Policies to promote carbon sinks in the farm sector will need to ensure that conditions exist under which producers are willing to enter relatively long-run commitments regarding land management. Lands shifted from commodity production to forests or permanent grasses will mostly generate a net carbon gain. While society may view this carbon accumulation as beneficial, private landowners may be unmoved unless policies to promote these forest and grassland sinks establish economic inducements.

For lands that remain in production, carbon input is affected by the level of crop residue left on and in the field, which in turn is a function of crop choice (including rotation system), fertilizer use, timing of field operations (e.g., planting, harvesting, and irrigation), and climate. All but climate are largely management variables. Carbon output is affected by the level of biomass removed, the rate of biological oxidation, and the rate of soil erosion. These factors can also be influenced by farm management decisions. Switching from conventional tillage to no-till, for example, increases crop residues left on and in the soil (reducing biomass removal and erosion) and decreases soil mixing (reducing biological oxidation).

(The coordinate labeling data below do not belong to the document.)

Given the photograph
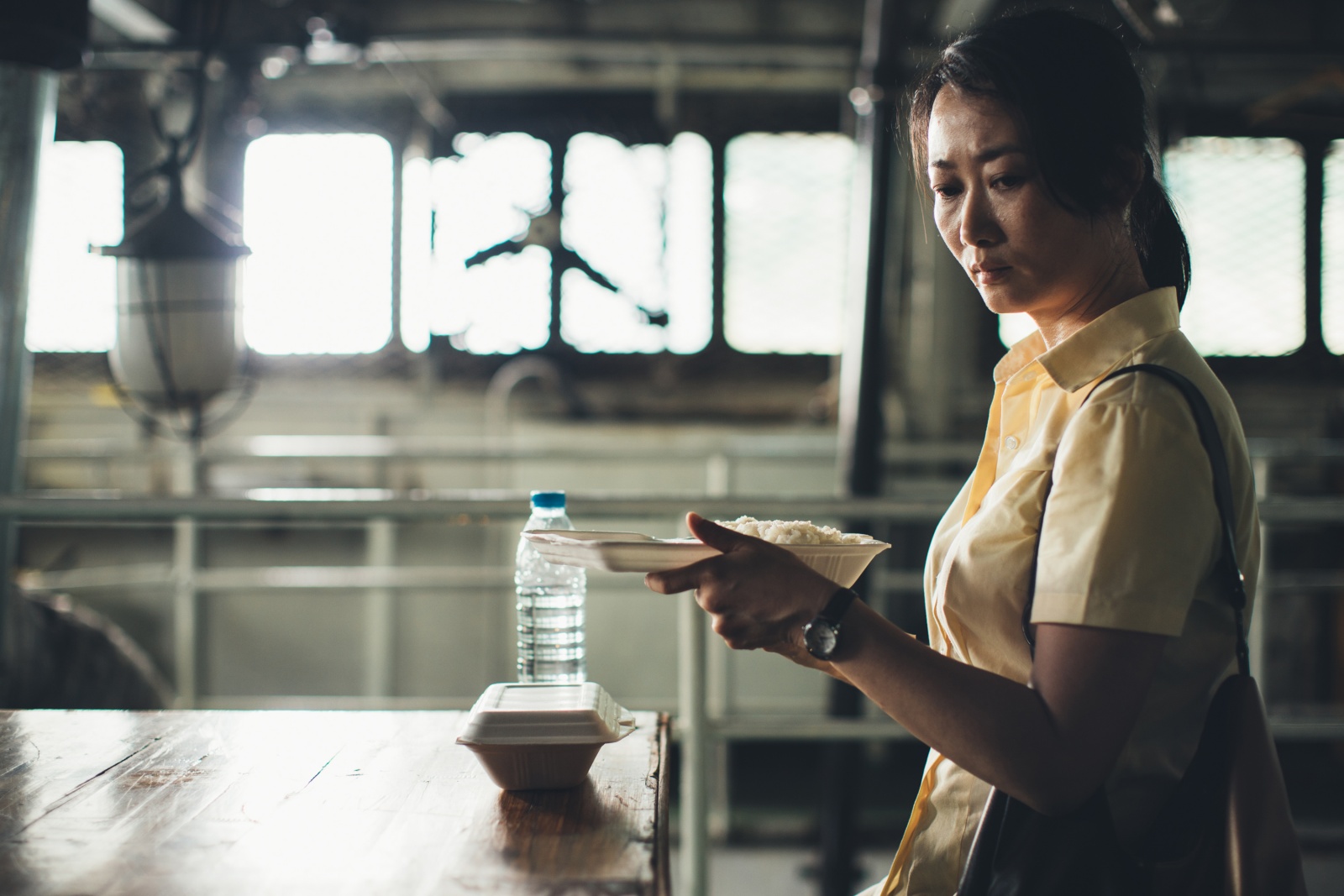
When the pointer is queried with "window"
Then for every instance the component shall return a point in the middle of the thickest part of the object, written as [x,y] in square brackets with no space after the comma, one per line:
[496,190]
[1241,202]
[1332,250]
[640,217]
[71,291]
[319,219]
[480,246]
[786,199]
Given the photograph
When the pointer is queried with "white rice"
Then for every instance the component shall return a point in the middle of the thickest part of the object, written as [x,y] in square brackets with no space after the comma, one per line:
[793,531]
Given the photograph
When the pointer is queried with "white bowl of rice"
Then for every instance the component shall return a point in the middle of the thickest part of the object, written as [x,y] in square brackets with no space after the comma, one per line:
[840,557]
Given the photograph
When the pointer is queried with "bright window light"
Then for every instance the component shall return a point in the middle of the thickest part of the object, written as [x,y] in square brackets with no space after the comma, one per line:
[73,293]
[494,192]
[318,214]
[640,217]
[788,221]
[1332,250]
[1241,202]
[1014,328]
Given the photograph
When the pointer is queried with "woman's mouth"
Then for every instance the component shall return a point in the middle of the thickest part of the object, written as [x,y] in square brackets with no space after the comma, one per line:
[990,275]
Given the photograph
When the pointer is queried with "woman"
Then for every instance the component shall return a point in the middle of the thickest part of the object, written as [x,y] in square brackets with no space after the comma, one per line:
[1032,134]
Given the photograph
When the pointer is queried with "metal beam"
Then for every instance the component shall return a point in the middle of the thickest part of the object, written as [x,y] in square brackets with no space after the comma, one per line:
[132,20]
[27,123]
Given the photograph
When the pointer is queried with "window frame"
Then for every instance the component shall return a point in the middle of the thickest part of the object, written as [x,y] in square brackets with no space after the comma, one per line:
[718,354]
[1312,360]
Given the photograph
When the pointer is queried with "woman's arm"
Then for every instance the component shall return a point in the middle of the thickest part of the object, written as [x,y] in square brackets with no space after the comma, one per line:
[1050,745]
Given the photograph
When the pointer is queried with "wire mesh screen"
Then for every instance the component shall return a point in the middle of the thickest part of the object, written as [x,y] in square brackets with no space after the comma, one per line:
[1332,250]
[1241,202]
[788,201]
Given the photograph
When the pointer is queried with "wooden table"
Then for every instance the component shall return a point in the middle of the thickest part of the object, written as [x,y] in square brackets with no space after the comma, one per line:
[312,802]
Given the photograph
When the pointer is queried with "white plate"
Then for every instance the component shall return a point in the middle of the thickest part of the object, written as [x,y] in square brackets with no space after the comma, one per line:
[635,553]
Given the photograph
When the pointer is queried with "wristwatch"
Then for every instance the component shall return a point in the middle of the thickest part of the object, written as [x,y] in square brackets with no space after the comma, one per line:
[822,636]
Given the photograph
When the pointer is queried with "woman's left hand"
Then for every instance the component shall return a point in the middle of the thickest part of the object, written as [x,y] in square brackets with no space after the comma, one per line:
[759,594]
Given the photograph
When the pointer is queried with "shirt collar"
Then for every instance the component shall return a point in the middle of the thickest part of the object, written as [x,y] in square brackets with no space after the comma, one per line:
[1100,345]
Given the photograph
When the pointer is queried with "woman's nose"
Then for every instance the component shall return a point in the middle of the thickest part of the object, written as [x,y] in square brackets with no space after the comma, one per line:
[979,226]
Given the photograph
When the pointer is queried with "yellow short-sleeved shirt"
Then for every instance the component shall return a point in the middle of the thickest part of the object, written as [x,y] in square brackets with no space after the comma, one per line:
[1128,542]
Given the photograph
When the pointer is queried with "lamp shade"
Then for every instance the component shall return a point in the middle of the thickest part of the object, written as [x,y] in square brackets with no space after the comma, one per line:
[179,340]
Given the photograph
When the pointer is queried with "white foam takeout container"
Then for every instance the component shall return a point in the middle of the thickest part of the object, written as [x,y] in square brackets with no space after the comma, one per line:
[542,736]
[635,553]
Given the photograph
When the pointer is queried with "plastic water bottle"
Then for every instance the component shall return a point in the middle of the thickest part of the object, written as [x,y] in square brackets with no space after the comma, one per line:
[550,604]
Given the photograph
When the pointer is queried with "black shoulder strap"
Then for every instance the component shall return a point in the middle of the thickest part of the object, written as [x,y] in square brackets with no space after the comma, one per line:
[1227,567]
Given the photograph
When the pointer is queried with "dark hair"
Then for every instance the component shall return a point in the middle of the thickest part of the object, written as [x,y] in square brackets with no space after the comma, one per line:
[1073,86]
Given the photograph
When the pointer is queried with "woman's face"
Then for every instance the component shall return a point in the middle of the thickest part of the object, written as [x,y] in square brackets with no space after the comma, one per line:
[1021,249]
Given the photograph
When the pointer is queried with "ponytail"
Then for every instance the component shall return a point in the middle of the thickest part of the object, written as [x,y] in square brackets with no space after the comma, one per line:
[1163,250]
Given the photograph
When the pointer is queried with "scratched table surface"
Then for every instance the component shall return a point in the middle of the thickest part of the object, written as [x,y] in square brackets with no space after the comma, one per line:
[312,802]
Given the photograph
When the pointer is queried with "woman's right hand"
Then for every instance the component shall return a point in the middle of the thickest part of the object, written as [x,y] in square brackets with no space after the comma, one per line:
[759,594]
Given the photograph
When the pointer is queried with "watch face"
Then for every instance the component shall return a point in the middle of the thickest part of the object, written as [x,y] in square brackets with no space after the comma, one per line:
[819,638]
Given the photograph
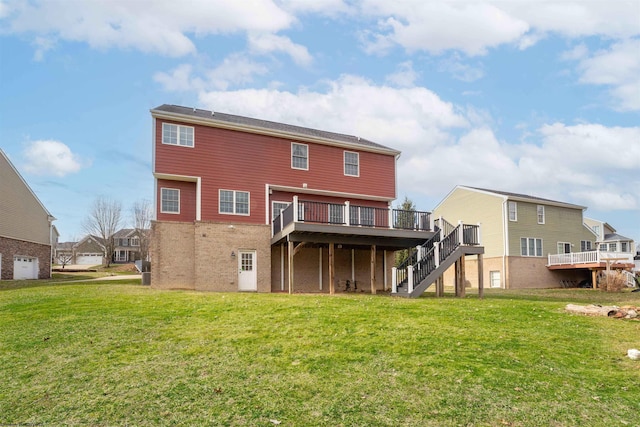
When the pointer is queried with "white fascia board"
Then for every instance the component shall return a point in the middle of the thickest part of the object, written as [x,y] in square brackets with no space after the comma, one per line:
[269,132]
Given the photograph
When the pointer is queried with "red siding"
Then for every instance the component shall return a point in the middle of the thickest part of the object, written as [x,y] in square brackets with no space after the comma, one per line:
[234,160]
[187,201]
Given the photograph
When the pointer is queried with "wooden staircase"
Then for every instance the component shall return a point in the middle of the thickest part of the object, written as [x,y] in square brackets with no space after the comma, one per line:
[430,260]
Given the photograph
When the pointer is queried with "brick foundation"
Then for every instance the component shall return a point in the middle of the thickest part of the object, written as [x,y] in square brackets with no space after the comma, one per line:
[198,256]
[12,247]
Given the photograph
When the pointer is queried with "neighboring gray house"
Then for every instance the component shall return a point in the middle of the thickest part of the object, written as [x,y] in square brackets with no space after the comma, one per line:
[27,233]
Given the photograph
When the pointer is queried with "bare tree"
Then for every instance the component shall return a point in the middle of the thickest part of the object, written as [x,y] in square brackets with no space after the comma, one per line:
[142,213]
[103,222]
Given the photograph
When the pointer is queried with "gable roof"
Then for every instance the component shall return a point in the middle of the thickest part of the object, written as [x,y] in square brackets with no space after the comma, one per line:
[248,124]
[524,197]
[6,158]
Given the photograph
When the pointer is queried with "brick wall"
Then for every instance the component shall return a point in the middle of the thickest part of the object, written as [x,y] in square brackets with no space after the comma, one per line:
[11,247]
[198,255]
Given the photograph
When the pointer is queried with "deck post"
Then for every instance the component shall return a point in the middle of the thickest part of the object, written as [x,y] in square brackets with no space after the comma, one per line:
[290,255]
[410,279]
[463,277]
[332,286]
[373,269]
[480,277]
[394,280]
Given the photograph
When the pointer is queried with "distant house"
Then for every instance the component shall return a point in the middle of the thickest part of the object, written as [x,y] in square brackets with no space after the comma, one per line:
[244,204]
[27,233]
[127,245]
[531,242]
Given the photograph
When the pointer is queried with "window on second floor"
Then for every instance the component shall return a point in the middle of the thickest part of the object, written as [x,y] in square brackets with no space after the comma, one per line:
[177,135]
[540,214]
[170,200]
[234,202]
[351,163]
[277,208]
[299,156]
[530,246]
[513,211]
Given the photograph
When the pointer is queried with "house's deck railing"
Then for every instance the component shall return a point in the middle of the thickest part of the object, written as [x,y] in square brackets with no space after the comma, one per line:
[591,257]
[351,215]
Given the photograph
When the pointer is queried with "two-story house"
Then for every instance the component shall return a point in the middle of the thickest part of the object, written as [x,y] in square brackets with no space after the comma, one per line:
[26,229]
[529,241]
[127,245]
[244,204]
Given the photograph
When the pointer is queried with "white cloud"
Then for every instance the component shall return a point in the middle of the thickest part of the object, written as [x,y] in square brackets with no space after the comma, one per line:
[475,27]
[405,76]
[150,26]
[619,68]
[455,66]
[471,27]
[234,70]
[267,43]
[49,157]
[405,117]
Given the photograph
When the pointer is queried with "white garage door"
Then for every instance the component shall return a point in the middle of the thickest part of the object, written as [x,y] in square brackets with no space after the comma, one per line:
[89,259]
[25,268]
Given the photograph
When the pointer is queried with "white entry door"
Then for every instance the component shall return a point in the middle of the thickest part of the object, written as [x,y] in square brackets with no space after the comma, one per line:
[25,268]
[247,272]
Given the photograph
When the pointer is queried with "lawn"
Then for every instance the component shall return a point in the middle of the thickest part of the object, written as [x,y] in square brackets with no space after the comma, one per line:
[118,353]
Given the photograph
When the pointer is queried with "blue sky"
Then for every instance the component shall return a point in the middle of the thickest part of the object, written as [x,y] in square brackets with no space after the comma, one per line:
[541,98]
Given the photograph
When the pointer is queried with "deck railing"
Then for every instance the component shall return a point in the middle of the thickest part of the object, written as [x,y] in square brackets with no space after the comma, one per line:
[351,215]
[590,257]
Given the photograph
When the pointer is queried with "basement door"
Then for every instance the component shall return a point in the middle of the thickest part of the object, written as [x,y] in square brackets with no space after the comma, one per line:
[247,274]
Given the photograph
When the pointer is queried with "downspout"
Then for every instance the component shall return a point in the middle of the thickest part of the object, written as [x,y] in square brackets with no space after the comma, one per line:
[505,236]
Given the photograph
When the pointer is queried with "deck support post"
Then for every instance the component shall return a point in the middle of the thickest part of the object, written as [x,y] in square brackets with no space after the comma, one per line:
[290,255]
[480,277]
[332,273]
[394,280]
[373,269]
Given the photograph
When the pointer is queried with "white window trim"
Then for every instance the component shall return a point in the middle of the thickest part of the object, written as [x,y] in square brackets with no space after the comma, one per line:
[161,198]
[234,202]
[538,214]
[193,133]
[294,167]
[273,202]
[515,211]
[344,156]
[534,247]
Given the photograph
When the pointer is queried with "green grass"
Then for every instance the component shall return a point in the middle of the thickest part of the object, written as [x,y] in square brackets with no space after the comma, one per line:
[117,353]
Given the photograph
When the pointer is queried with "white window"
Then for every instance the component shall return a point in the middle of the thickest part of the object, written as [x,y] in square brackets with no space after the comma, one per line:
[530,246]
[564,248]
[540,214]
[170,200]
[351,163]
[513,211]
[234,202]
[299,156]
[277,208]
[177,135]
[336,214]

A number of farm management practices, if widely adopted, could enhance agriculture's role as a carbon sink. Because these practices vary in their relative potential to store carbon and in the costs to farmers, a comprehensive approach to sequestering carbon on agricultural lands will need to use the full set of USDA conservation policy tools. USDA might also facilitate emissions trades between farmers and agents in other sectors and promote production practices that reduce methane and nitrous oxide emissions (such as cost sharing covered livestock waste lagoons and precision farming).

References

  • Bruce, J.P., M. Frome, E. Haites, H. Janzen, R. Lal, and K. Paustian. 1998. Carbon Sequestration in Soils. Soil and Water Conservation Society (July).
  • Economic Research Service. 1998. Economic and Environmental Benefits and Costs of Conservation Tillage. Report to Congress by the U.S. Dept. of Agriculture, Economic Research Service, in collaboration with the Natural Resources Conservation Service (Feb.).
  • U.S. Department of Agriculture. 1997. Economic Analysis of U.S. Agriculture and the Kyoto Protocol. Office of the Chief Economist.